A Job Offer

I definitely was not going crazy.

Nevermind the fact that I was standing on a deer trail, in the middle of nowhere, talking to a small dog, a pug actually, wrapped in a blanket.

Oh, and it was talking back to me.

“So, let me get this straight, your name is Dio Gee?” I asked.

“That’s right,” Dio replied. His voice sounded very much like what I imagined Scooby Doo would sound like if Scooby Doo was being serious.

“And you need my help in order to…”

“Finish my how-to book.”

“Right, right…” I walked around a bit, running my hand through my hair because, well I’ve seen many people in movies and such dealing with extremely unusual circumstances and they seemed to frequently run at least one hand through their hair. I never understood why.

Made perfect sense now.

“Why do you need my help again?”

“Have you ever seen a typewriter? Do you know how difficult it is for a dog to use a typewriter?”

Dio had an excellent point.

“What about voice recognition programs? Don’t they have computers that can listen to your voice and type out what you are saying?”

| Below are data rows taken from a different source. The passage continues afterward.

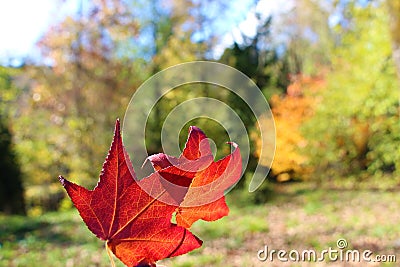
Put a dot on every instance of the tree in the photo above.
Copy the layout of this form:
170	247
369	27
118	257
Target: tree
11	189
394	12
356	127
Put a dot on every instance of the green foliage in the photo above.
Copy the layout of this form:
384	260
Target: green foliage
356	126
11	190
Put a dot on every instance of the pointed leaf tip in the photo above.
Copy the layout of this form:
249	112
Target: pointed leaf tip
117	126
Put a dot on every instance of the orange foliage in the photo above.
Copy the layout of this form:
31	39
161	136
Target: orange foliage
290	112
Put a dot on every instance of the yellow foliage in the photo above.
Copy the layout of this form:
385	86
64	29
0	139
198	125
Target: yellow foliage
290	112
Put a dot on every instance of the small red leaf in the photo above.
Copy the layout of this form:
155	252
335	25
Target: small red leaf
204	199
136	226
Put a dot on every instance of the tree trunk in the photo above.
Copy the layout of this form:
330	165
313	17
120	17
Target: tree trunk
11	190
394	12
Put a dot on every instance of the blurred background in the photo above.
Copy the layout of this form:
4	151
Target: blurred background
330	71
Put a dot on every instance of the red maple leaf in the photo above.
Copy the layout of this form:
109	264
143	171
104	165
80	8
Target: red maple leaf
204	198
136	225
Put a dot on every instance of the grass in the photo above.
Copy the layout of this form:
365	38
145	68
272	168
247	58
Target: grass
298	217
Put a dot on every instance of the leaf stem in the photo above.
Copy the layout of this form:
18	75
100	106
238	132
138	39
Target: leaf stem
110	255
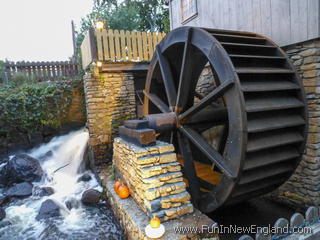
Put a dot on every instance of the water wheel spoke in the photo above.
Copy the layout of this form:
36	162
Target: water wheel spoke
157	102
215	116
167	77
189	168
207	100
209	151
185	85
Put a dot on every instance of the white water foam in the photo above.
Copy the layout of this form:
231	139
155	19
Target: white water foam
62	169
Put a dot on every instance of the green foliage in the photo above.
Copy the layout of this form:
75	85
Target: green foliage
2	69
139	15
27	107
21	78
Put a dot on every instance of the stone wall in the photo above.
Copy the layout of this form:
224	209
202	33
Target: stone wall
154	178
72	117
133	220
303	188
110	100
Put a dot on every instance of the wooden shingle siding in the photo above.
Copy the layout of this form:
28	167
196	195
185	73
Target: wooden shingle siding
284	21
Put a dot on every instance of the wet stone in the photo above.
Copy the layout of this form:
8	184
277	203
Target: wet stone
154	178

“Yeah, yeah,” I did not know until that exact moment that a pug was able to roll its eyes. “But, I’m a purist. I don’t believe in all of that technology. There’s something special about a story written on a good old manual typewriter.”

I laughed because, again, I was clearly not going crazy. And to any sane person, this scenario would be humorous.

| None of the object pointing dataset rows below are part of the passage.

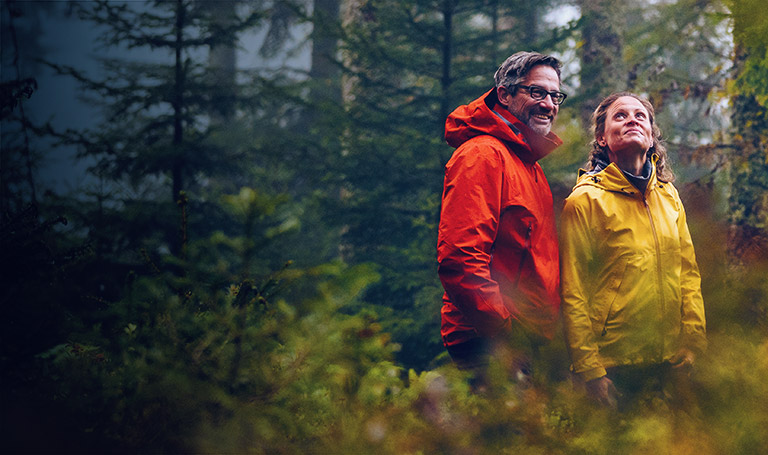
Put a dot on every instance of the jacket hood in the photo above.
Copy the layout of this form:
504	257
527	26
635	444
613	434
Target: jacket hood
484	116
608	177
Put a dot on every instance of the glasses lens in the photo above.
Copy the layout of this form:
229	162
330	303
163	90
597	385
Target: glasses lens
538	93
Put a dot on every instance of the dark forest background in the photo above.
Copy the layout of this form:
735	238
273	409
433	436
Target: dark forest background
247	262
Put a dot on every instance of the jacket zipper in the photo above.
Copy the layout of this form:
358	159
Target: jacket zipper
524	256
658	275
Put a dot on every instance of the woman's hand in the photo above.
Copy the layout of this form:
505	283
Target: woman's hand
603	391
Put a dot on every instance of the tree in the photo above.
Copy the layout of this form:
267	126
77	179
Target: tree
153	138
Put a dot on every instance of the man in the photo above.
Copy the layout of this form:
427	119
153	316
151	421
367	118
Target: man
497	242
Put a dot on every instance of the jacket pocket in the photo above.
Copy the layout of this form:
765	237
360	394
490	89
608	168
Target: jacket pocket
606	299
525	253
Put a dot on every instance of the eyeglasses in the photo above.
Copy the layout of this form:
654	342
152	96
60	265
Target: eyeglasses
539	93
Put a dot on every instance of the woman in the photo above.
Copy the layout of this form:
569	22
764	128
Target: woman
632	306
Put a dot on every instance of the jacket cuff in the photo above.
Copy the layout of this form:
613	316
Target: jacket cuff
594	373
695	342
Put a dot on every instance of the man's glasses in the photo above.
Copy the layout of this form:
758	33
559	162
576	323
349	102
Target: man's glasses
539	93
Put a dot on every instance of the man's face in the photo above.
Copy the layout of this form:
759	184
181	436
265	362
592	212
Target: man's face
539	115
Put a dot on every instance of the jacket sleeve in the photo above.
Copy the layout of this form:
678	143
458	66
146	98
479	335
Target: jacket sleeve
469	219
693	323
576	255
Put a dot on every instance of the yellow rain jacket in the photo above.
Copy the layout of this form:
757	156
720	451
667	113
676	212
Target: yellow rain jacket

“You’re not going crazy,” Dio reassured me.

“I know that!” I wasn’t sure why hearing the talking dog confirm that I was not going crazy seemed to upset me so much. “This is just a lot to deal with. Like, this doesn’t happen to me every day.”

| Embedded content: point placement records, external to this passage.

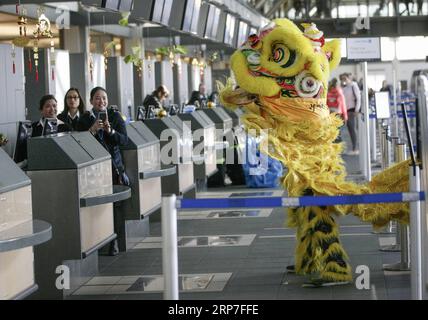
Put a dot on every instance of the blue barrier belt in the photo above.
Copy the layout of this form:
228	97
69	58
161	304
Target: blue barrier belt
275	202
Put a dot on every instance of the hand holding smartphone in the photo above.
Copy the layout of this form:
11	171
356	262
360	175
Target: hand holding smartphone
102	115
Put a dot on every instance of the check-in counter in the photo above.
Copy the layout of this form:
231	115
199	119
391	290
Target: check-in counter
142	160
204	154
223	124
71	177
176	149
19	233
235	115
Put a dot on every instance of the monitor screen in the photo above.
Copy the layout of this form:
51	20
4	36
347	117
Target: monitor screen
166	12
157	11
253	30
363	49
195	16
110	4
230	29
188	12
126	5
212	22
141	113
50	126
382	105
242	33
24	132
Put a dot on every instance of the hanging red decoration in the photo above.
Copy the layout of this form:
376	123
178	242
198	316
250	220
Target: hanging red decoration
13	54
30	63
22	40
43	30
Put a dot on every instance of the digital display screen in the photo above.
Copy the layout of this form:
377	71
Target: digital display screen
166	12
242	33
191	15
363	49
110	4
195	16
126	5
212	22
157	11
188	12
230	29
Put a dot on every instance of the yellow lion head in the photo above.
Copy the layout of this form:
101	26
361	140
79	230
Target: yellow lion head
284	62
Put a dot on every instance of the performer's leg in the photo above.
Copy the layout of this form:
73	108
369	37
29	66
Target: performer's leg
319	252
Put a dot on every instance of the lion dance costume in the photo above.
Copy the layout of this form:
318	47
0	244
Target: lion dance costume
282	76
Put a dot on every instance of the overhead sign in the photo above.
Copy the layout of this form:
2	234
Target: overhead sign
363	49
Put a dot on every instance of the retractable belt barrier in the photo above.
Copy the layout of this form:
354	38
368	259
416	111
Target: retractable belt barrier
275	202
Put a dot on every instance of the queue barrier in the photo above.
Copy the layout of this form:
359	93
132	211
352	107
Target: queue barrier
170	204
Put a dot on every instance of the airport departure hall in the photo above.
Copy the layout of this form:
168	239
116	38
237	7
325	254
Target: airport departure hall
213	150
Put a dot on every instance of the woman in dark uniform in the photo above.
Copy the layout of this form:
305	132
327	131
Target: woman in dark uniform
48	109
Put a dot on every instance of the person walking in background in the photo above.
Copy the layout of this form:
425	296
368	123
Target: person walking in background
74	107
336	102
353	103
386	88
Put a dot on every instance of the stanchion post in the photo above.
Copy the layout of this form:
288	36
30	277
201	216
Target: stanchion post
169	247
402	241
415	237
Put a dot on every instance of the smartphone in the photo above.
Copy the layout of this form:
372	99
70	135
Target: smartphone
102	115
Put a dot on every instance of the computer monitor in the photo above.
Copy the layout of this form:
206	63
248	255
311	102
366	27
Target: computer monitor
126	5
141	113
173	109
24	132
50	126
150	112
110	4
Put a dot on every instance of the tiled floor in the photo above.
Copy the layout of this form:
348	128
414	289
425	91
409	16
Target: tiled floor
142	284
254	270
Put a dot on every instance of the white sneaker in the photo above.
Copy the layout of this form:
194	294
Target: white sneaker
352	153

“Understood, understood. Take your time.”

I put my hand at my hips, taking a deep breath.

“So, if you need my help to finish a book, that would imply that you had already started it.”

“I have. I’m a good three fourths of the way through it.”

“How have you made it that far if you can’t use a typewriter?”

“You are aware you are not the only human on this planet, right? I mean, you know that there are other humans who have seen typewriters and know how to use them?”

I looked at the pug with a mixture of frustration and acknowledgment that I understood the point it was making.

“You know, you kind of look like Lou Costello right now,” Dio commented.

I felt a little like Lou Costello right now.

“Okay, so, what happened to your last human typing machine?”

“They died.”

“Oh… Oh, I’m sorry.”

I did not know until that exact moment that a pug was able to shrug its shoulders.

“It happens.”

“What happened?”

“They were hit by a train.”

I blinked. I had never spoken to anyone who personally knew somebody that had been hit by a train.

“Well… That’s horrible.”

“Yeah, it was a nasty bit of business. But, the last guy had a real penchant for drinking cheap scotch after a night of writing. Liquor store was located on the other side of the railroad tracks… Was a late night, sun was coming up, mist was still on the rails… Was probably inevitable.”

I just stood there shaking my head for a moment.

“Anyway,” Dio broke the silence, “what do you say? I don’t have all day.”

“A few more questions?”

Dio just nodded.

“Is this like a real job? Like, I mean, am I getting paid? Do I get a W-2?”

“Yes and yes. We will agree on the hours you will be available, up to 40 each week, base level of $17 per hour, and if I’m feeling particularly in the groove, you’ll have the option for overtime. You will be paid twice monthly, you’ll get a W-2, your taxes will be withheld accurately.”

“Wow. Okay. I was not expecting that.”

“What were you expecting?”

“I have no idea,” I said matter-of-factly. “Second question, why me? I’ve never even really done any kind of professional typing.”

“Look at our current scenario,” Dio looked around us. “You’re standing in the middle of the woods, talking to a sentient dog that needs a blanket to stay warm, and is asking you to help finish typing out a book. Now, let me point out the most pertinent fact in that sentence: You’re still standing in the middle of the woods! And, you’re reasonably certain that this is a possibility in your reality and that you have not gone crazy.”

“Fair point,” I had to admit that Dio was right. It made sense that the ability to accept the rather unusual happenings must greatly outweigh any specific skill set any human would have.

“So, are you in then?” Dio looked up at me. I wasn’t sure if he was intentionally making puppy dog eyes at me, or if that is just the way a sentient pug naturally looks.

“Yeah, I think I am,” I chuckled, starting to reach out my hand.

“I don’t shake… Or rollover.”

“Oh, right, okay, of course not.”

“I kid!” Dio lifted his paw. “I speak, of course I shake and rollover!”

I laughed, bending over and shaking on the agreement.

“Okay then. So, when do I start?”

“Tomorrow night if you’re available.”

“I am! What kind of how to book is it that you are writing, anyway?”

“How to play the violin like a master.”

I had no idea if Dio was serious or not. But I was now certain that I knew exactly how Lou Costello felt.